Category Archives: Emotionally Healthy Spirituality

A time for everything

Autumn is a season of great beauty, but it is also a season of decline; the days grow shorter, the light is suffused, and summer’s abundance decays toward winter’s death… In my own experience of autumn, I am rarely aware that seeds are being planted… But as I explore autumn’s paradox of dying and seeding, I feel the power of metaphor. In the autumnal events of my own experience, I am easily fixated on surface appearances – on the decline of meaning, the decay of relationships, the death of a work. And yet if I look more deeply, I may see the myriad possibilities being planted to bear fruit in some season yet to come.

Parker Palmer, Let Your Life Speak: Listening for the Voice of Vocation

Fall has always been an interesting season for me. Some of the biggest and most impactful events of my life have happened in September or October. The end of a relationship that I thought was forever. The beginning of a relationship that became my forever.

This year, it has been a season of recognizing some major things about myself that I need to work on. We have been seeing a therapist as well as diving into the Emotionally Healthy Spirituality course by Peter Scazzero, and sometimes I feel like I am being ripped apart emotionally. Things from my past that I thought were long gone, had only been shoved down and left to fester. Definitely not an emotionally healthy practice, let me tell you.

As we have been talking about grief and loss in EHS, I’m recognizing that death isn’t just in the physical sense. For me, I have realized that I have experienced a death of part of myself in becoming a mother. I have given up so, so much for these little people. My knitting designs have been put on hold indefinitely, and I can’t even remember the last time I actually knitted something. Clearly, writing and blogging have been placed on the back burner. I’ve been able to keep a tenuous grasp on singing and music, thankfully, but even that can be stressful with the kids involved.

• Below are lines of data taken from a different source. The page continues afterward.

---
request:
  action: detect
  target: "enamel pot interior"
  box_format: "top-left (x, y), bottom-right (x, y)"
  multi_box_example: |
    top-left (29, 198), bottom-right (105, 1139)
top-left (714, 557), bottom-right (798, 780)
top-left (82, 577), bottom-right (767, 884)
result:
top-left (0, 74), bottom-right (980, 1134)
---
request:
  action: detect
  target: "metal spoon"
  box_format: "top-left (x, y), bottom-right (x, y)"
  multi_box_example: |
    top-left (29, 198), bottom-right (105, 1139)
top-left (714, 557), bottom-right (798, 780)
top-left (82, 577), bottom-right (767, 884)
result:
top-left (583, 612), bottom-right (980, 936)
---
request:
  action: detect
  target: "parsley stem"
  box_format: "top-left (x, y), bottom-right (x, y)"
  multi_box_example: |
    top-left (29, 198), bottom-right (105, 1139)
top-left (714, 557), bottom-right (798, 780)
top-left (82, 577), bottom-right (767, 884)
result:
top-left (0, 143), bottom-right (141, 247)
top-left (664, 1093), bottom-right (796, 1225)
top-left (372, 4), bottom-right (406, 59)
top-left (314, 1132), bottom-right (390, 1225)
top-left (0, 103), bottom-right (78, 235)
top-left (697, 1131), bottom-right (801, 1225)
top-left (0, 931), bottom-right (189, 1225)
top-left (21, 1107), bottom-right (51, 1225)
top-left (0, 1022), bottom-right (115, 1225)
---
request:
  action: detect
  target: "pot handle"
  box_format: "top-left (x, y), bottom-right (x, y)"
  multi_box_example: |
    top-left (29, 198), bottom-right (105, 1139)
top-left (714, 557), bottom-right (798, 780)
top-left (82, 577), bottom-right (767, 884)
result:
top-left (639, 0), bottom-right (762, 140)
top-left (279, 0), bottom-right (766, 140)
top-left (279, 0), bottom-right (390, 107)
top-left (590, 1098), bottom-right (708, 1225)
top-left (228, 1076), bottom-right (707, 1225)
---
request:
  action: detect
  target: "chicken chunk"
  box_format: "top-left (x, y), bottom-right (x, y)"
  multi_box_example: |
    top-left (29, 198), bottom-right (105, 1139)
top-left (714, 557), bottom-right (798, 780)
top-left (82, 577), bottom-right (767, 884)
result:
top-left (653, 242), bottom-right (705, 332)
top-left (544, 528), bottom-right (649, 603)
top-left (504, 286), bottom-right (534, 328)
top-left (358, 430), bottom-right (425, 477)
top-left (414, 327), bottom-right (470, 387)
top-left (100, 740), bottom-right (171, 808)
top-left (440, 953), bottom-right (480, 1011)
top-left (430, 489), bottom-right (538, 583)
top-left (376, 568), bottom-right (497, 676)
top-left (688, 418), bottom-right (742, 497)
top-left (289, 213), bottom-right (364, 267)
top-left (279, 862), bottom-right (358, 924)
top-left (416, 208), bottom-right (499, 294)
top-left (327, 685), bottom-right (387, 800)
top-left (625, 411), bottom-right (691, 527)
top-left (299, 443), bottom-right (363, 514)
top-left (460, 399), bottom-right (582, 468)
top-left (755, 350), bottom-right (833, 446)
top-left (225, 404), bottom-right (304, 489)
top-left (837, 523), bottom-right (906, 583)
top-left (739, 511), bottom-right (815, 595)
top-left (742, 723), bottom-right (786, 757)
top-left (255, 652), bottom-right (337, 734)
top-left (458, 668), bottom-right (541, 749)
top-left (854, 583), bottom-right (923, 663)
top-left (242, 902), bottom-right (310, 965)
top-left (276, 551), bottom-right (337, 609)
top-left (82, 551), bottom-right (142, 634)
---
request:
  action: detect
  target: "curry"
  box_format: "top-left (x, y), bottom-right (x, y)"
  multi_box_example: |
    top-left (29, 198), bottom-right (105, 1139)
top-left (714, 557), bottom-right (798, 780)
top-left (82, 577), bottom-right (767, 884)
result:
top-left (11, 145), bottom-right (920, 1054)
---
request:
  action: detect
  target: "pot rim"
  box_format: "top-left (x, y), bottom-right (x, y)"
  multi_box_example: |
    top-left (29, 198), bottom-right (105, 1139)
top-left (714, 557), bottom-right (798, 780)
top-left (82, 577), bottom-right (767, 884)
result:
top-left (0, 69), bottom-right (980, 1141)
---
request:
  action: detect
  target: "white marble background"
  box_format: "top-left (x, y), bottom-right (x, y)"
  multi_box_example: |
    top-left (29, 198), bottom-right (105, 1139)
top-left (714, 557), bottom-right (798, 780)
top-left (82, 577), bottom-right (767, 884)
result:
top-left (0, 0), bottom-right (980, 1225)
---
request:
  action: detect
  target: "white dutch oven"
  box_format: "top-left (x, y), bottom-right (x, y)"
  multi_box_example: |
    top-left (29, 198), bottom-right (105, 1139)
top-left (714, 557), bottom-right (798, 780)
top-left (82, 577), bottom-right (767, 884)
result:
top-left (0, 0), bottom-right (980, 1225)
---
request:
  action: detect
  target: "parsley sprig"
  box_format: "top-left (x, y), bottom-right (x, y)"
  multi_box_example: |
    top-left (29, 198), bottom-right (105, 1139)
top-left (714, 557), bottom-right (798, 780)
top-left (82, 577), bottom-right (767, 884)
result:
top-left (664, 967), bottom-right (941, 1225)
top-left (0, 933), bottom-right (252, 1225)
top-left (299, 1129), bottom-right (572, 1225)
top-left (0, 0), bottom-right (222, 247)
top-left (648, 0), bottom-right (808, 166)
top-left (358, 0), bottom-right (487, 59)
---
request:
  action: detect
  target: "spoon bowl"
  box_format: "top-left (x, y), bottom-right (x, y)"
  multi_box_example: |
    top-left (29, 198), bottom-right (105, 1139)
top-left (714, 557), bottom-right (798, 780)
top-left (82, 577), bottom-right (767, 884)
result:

As I mourn this loss, I’m also learning that it is not a permanent one. As everyone points out to me, this is a season. My kids are only this little for so long. My son is two, and my daughter turns five next month. They are already growing up faster than I would like! While I still need to learn to take better care of myself, my situation is constantly changing. This ‘limit’ in my life is also a blessing. The things I learn about life and myself through my children’s eyes are invaluable. And the task put before me of raising productive, decent human beings is incredibly important. May I never lose sight of this truth.

In the meantime, I need to organize and put together the corner of our multi-purpose room that’s meant to be my crafty space. Anyone want to come babysit my kids while I work on that??

There is a time for everything, and a season for every activity under the heavens: a time to be born and a time to die, a time to plant and a time to uproot, a time to kill and a time to heal, a time to tear down and a time to build, a time to weep and a time to laugh, a time to mourn and a time to dance, a time to scatter stones and a time to gather them, a time to embrace and a time to refrain from embracing, a time to search and a time to give up, a time to keep and a time to throw away, a time to tear and a time to mend, a time to be silent and a time to speak, a time to love and a time to hate, a time for war and a time for peace.